On this day, the members of the medical staff dress him by painfully manipulating his limbs into clothing. Two attendants then lift him from the bed by his shoulders and feet, and dump him “unceremoniously into the wheelchair” (8). It is through these occurrences that Bauby realizes that he has crossed the threshold into being a full-fledged quadriplegic, rather than merely a patient with an uncertain prognosis. Sardonically, he remarks that the medical staff came close to applauding this moment, which he clearly recalls with grief that is, notwithstanding, laced with his unique levity and wit. He recounts his feelings of utter devastation as the medical staff pushes him all the way across the medical floor to check for any spasms the chair and movement might trigger. He laments his physical helplessness and fully realizes his new life as a paralyzed person who uses a wheelchair. He reveals that he sees the wheelchair as a life sentence, and that the realization of the truth of his new life is “as blinding as an atomic explosion and keener than a guillotine blade” (9).
Then, the numerous medical professionals suddenly leave his room, and the orderlies lay him back in bed.
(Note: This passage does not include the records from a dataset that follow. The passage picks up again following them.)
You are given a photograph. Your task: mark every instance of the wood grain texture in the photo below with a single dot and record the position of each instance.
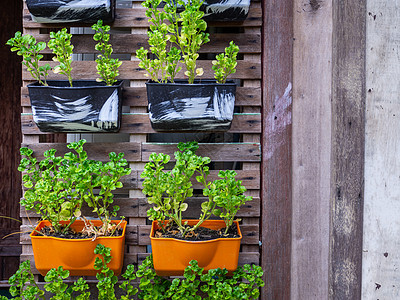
(10, 138)
(347, 177)
(382, 158)
(276, 181)
(129, 43)
(312, 75)
(131, 70)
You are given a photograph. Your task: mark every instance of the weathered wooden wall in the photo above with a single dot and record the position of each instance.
(381, 255)
(244, 150)
(10, 139)
(312, 77)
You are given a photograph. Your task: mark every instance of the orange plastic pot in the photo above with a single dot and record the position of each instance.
(171, 256)
(75, 255)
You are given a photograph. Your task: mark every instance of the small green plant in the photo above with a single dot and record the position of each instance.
(168, 190)
(107, 67)
(227, 194)
(225, 63)
(176, 38)
(60, 43)
(58, 185)
(23, 285)
(213, 285)
(56, 285)
(106, 278)
(27, 47)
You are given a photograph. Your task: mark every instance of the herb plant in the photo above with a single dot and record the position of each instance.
(213, 285)
(175, 38)
(57, 186)
(27, 47)
(60, 43)
(225, 63)
(107, 67)
(168, 190)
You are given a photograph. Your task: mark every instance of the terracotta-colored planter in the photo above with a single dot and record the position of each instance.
(172, 256)
(76, 256)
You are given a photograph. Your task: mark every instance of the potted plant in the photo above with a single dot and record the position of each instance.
(195, 284)
(72, 106)
(175, 39)
(66, 11)
(56, 189)
(168, 191)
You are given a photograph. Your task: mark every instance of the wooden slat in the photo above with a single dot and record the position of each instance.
(276, 185)
(131, 70)
(311, 151)
(140, 123)
(137, 97)
(348, 143)
(250, 209)
(96, 151)
(128, 18)
(250, 234)
(217, 152)
(129, 43)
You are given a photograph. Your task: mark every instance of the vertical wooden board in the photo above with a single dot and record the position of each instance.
(347, 176)
(381, 256)
(277, 133)
(10, 135)
(312, 74)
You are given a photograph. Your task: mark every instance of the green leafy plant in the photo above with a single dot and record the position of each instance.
(225, 63)
(58, 185)
(244, 283)
(168, 190)
(27, 47)
(106, 278)
(107, 67)
(174, 38)
(56, 285)
(23, 285)
(60, 43)
(227, 194)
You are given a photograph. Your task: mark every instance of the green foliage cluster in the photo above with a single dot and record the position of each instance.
(168, 190)
(60, 43)
(176, 38)
(213, 285)
(57, 186)
(27, 47)
(107, 67)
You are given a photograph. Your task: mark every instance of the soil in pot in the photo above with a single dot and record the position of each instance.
(200, 234)
(74, 235)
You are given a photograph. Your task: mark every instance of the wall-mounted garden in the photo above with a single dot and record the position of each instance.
(213, 243)
(67, 11)
(68, 105)
(56, 189)
(225, 10)
(193, 104)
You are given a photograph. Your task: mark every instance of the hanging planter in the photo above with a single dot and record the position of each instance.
(171, 256)
(67, 11)
(225, 10)
(88, 106)
(203, 105)
(76, 255)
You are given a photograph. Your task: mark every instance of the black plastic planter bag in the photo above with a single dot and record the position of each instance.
(88, 106)
(202, 106)
(65, 11)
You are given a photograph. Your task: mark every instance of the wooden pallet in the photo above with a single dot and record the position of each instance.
(245, 151)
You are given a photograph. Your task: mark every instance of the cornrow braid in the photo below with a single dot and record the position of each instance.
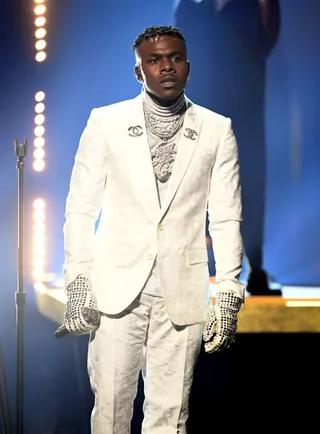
(153, 31)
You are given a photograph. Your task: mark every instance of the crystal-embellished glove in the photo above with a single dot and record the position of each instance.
(221, 326)
(81, 314)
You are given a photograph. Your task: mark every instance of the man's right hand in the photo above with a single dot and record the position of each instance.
(80, 299)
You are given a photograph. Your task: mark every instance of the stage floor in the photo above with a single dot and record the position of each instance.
(289, 313)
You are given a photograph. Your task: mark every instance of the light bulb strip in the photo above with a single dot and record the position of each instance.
(40, 31)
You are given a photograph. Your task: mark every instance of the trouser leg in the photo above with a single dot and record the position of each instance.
(115, 358)
(171, 354)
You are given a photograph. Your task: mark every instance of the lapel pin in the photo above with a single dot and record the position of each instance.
(190, 134)
(135, 131)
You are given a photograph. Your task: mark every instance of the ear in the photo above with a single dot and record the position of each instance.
(137, 73)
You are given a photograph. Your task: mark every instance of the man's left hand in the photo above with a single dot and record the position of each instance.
(221, 326)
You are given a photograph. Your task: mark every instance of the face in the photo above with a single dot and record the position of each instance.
(162, 67)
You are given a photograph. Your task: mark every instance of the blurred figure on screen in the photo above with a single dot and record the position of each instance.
(229, 42)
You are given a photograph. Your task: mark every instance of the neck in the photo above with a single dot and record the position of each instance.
(164, 102)
(177, 106)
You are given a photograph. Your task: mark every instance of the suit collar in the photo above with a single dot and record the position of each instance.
(145, 175)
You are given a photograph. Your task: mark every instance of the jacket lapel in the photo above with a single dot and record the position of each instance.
(186, 148)
(140, 153)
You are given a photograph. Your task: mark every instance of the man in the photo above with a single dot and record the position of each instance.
(229, 50)
(151, 165)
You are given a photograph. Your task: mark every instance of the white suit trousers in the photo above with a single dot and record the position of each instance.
(142, 337)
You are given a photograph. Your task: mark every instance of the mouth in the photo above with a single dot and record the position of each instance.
(169, 80)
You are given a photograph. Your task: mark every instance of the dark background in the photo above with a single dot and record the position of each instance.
(90, 64)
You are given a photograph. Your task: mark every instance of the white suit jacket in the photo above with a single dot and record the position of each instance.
(113, 174)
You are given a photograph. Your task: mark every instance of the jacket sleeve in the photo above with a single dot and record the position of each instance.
(84, 200)
(225, 214)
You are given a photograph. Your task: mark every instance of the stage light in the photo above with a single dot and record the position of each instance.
(39, 119)
(39, 165)
(40, 21)
(40, 33)
(40, 10)
(41, 56)
(38, 154)
(39, 131)
(40, 96)
(40, 45)
(39, 142)
(39, 108)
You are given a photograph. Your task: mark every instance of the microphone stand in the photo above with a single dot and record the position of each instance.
(21, 153)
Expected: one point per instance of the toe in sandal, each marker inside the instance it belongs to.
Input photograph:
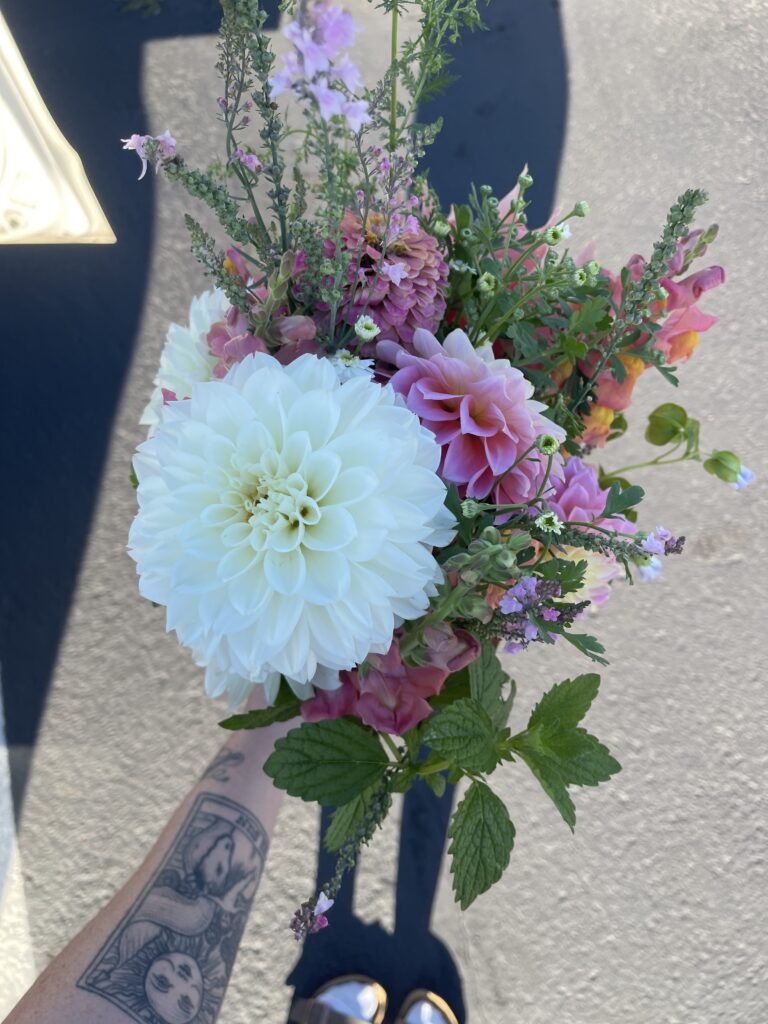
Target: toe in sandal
(422, 995)
(314, 1012)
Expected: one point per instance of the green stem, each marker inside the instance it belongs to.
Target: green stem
(433, 769)
(392, 745)
(393, 84)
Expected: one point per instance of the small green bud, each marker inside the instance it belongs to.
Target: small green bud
(548, 443)
(471, 509)
(549, 522)
(506, 559)
(486, 283)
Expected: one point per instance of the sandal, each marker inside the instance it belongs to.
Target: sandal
(352, 998)
(422, 1007)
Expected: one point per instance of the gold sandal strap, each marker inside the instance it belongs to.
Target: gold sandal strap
(311, 1012)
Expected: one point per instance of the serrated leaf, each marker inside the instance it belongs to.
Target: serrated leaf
(620, 499)
(588, 315)
(456, 688)
(566, 702)
(557, 751)
(481, 840)
(546, 771)
(262, 716)
(345, 819)
(583, 760)
(588, 645)
(486, 681)
(330, 762)
(464, 734)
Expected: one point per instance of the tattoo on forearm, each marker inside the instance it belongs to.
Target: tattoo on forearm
(169, 960)
(219, 768)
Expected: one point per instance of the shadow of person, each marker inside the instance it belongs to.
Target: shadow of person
(411, 956)
(71, 316)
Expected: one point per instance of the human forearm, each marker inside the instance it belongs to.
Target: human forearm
(165, 944)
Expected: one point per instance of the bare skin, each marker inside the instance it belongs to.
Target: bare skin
(162, 950)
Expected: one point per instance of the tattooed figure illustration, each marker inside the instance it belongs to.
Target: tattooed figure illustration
(169, 961)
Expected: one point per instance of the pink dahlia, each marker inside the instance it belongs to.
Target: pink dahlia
(401, 280)
(578, 497)
(479, 410)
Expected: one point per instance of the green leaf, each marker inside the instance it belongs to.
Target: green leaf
(345, 819)
(666, 424)
(619, 500)
(558, 752)
(464, 734)
(588, 645)
(567, 701)
(568, 573)
(587, 317)
(546, 771)
(456, 688)
(725, 465)
(436, 782)
(481, 840)
(486, 682)
(330, 762)
(263, 716)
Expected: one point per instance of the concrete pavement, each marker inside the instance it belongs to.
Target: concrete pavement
(655, 909)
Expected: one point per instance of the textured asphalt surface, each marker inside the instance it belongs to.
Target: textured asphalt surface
(654, 910)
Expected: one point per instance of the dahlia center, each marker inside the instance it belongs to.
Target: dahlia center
(278, 510)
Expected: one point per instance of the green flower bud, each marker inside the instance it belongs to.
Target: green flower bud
(486, 283)
(549, 522)
(548, 443)
(471, 509)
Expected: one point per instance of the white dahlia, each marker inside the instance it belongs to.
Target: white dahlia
(287, 522)
(185, 359)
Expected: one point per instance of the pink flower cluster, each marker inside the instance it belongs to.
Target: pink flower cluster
(481, 411)
(315, 67)
(396, 274)
(390, 695)
(677, 339)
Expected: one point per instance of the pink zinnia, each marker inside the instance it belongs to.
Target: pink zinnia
(402, 279)
(480, 411)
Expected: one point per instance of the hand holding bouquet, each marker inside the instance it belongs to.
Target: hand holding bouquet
(368, 469)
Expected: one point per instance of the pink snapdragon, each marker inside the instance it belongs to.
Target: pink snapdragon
(579, 497)
(166, 148)
(316, 67)
(480, 411)
(230, 340)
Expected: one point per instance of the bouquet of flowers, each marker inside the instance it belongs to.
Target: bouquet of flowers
(369, 466)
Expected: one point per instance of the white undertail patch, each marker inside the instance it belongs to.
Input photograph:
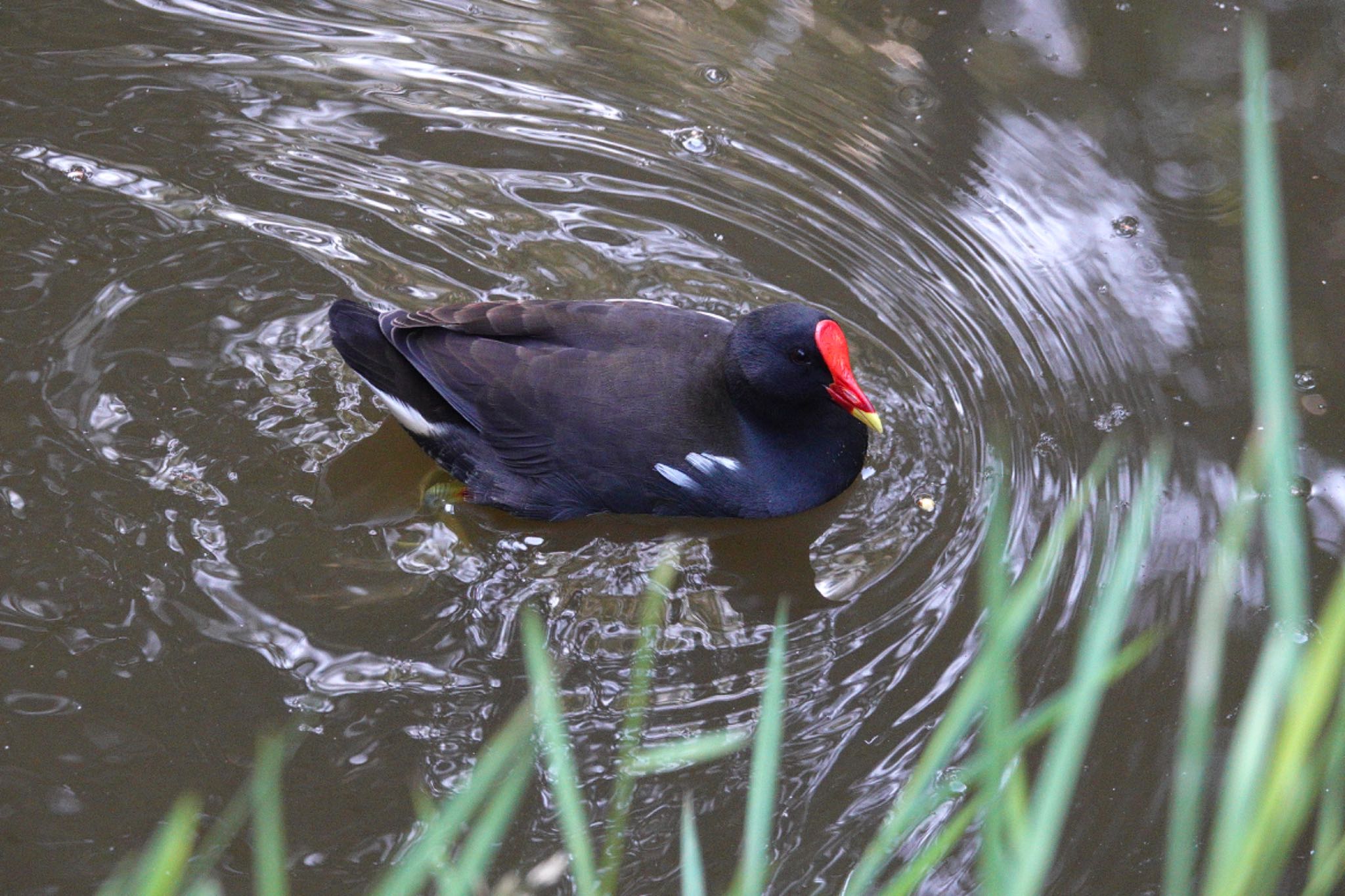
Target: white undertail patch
(408, 416)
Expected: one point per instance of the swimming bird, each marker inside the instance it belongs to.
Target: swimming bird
(562, 409)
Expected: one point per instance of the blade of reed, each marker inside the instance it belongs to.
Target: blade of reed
(1271, 393)
(268, 820)
(1290, 786)
(560, 759)
(505, 753)
(236, 812)
(1269, 330)
(689, 752)
(763, 779)
(1087, 685)
(164, 861)
(1002, 704)
(1003, 631)
(693, 868)
(474, 861)
(914, 872)
(1247, 756)
(1202, 677)
(632, 723)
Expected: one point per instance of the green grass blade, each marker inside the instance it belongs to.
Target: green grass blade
(560, 759)
(1001, 706)
(1269, 331)
(236, 812)
(632, 723)
(693, 868)
(1290, 785)
(162, 867)
(268, 820)
(689, 752)
(1003, 631)
(509, 748)
(1088, 683)
(755, 861)
(914, 872)
(1202, 677)
(1247, 756)
(474, 861)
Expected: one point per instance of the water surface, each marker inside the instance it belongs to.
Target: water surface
(1024, 214)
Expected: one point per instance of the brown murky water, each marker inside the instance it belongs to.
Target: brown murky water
(1025, 214)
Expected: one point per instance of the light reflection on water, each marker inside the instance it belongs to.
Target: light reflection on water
(195, 481)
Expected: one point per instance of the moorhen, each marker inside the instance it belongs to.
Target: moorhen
(560, 409)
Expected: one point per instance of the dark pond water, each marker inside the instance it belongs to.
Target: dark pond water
(1025, 214)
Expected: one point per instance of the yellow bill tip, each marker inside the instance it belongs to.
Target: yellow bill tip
(868, 418)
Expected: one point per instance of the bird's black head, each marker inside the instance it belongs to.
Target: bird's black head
(791, 356)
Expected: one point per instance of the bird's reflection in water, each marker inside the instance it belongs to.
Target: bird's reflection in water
(385, 480)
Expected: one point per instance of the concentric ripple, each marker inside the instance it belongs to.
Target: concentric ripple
(232, 492)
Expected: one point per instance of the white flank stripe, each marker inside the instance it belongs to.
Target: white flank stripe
(674, 476)
(699, 461)
(726, 463)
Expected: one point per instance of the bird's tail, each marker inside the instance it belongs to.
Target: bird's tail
(358, 336)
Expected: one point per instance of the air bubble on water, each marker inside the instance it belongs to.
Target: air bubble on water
(915, 98)
(951, 778)
(1113, 418)
(1301, 488)
(715, 75)
(693, 140)
(1305, 381)
(1046, 446)
(1301, 631)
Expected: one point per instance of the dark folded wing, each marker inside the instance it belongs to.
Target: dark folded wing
(549, 385)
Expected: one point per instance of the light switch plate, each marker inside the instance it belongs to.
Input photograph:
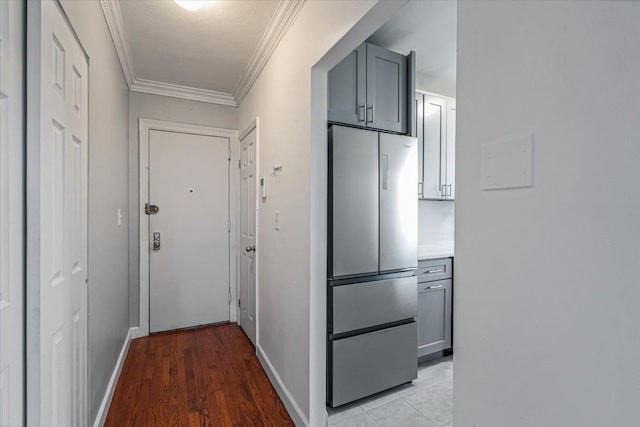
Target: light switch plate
(508, 164)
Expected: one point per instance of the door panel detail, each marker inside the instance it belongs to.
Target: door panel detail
(398, 203)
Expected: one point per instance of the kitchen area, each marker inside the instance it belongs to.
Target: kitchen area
(390, 278)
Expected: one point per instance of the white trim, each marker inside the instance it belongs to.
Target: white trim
(285, 395)
(145, 125)
(113, 16)
(285, 14)
(255, 124)
(282, 19)
(101, 416)
(184, 92)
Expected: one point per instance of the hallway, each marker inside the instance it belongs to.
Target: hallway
(208, 376)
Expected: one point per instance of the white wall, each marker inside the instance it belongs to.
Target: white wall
(108, 187)
(143, 105)
(435, 222)
(547, 320)
(281, 98)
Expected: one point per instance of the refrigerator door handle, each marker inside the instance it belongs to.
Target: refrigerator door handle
(385, 171)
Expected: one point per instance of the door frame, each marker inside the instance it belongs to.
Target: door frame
(255, 124)
(145, 126)
(33, 208)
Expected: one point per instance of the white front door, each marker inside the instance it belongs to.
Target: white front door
(189, 234)
(248, 235)
(62, 210)
(11, 214)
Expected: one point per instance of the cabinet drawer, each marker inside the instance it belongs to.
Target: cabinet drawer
(373, 362)
(435, 269)
(367, 304)
(434, 316)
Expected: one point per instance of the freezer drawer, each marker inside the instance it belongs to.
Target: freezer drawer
(367, 304)
(366, 364)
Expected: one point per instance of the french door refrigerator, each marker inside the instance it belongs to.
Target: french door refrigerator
(372, 260)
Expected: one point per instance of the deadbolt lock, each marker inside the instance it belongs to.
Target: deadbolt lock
(151, 209)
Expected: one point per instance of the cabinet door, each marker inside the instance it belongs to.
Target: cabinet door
(347, 89)
(434, 142)
(451, 149)
(386, 90)
(419, 131)
(434, 316)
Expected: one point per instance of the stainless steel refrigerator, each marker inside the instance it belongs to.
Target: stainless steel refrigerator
(372, 260)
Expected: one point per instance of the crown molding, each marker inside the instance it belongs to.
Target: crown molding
(283, 17)
(113, 16)
(184, 92)
(285, 14)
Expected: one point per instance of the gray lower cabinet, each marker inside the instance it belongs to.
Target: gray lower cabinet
(435, 306)
(369, 88)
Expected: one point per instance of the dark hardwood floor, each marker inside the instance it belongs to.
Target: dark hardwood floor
(208, 376)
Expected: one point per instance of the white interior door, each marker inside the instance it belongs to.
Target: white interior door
(189, 270)
(248, 235)
(11, 214)
(63, 175)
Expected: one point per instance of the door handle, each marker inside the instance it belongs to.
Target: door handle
(151, 209)
(361, 113)
(385, 171)
(373, 113)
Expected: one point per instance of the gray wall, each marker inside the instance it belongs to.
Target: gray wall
(547, 291)
(435, 221)
(108, 187)
(142, 105)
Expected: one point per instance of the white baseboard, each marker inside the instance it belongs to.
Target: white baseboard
(113, 381)
(289, 402)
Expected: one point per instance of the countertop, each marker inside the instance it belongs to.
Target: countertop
(435, 250)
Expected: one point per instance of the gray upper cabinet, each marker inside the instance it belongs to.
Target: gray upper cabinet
(436, 123)
(348, 89)
(368, 88)
(386, 90)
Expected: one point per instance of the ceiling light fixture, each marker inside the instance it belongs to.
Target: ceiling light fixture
(191, 4)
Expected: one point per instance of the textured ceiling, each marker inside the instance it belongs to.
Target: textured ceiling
(429, 28)
(207, 49)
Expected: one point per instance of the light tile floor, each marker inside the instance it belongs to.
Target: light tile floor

He closes the chapter on a melancholic note—recalling the abandoned wheelchair in the corner of the room, his father’s favorite quiz show on the television, and the streak of rain on his windows.
In this chapter, the wheelchair serves as a symbol of Bauby’s new life with locked-in syndrome. The manner in which he greeted it—with a lack of understanding that it was meant for him—mirrors the way in which he was slow to accept that his stroke inaugurated a drastic, permanent, and grievous change to his life. The shock of realizing that the wheelchair is for him thus mirrors the shock of the sudden realization of his new reality. His depiction of the gaiety and gravitas that the medical staff adopt on this occasion highlights both their tender care and their ultimate inability to fully comprehend his perspective as someone with locked-in syndrome. And the way that they suddenly take leave of him, leaving him with the melancholic sight of the abandoned wheelchair, the hum of the television, and the rain-streaked windows, depicts Bauby’s bereavement, his isolation, and his entrapment.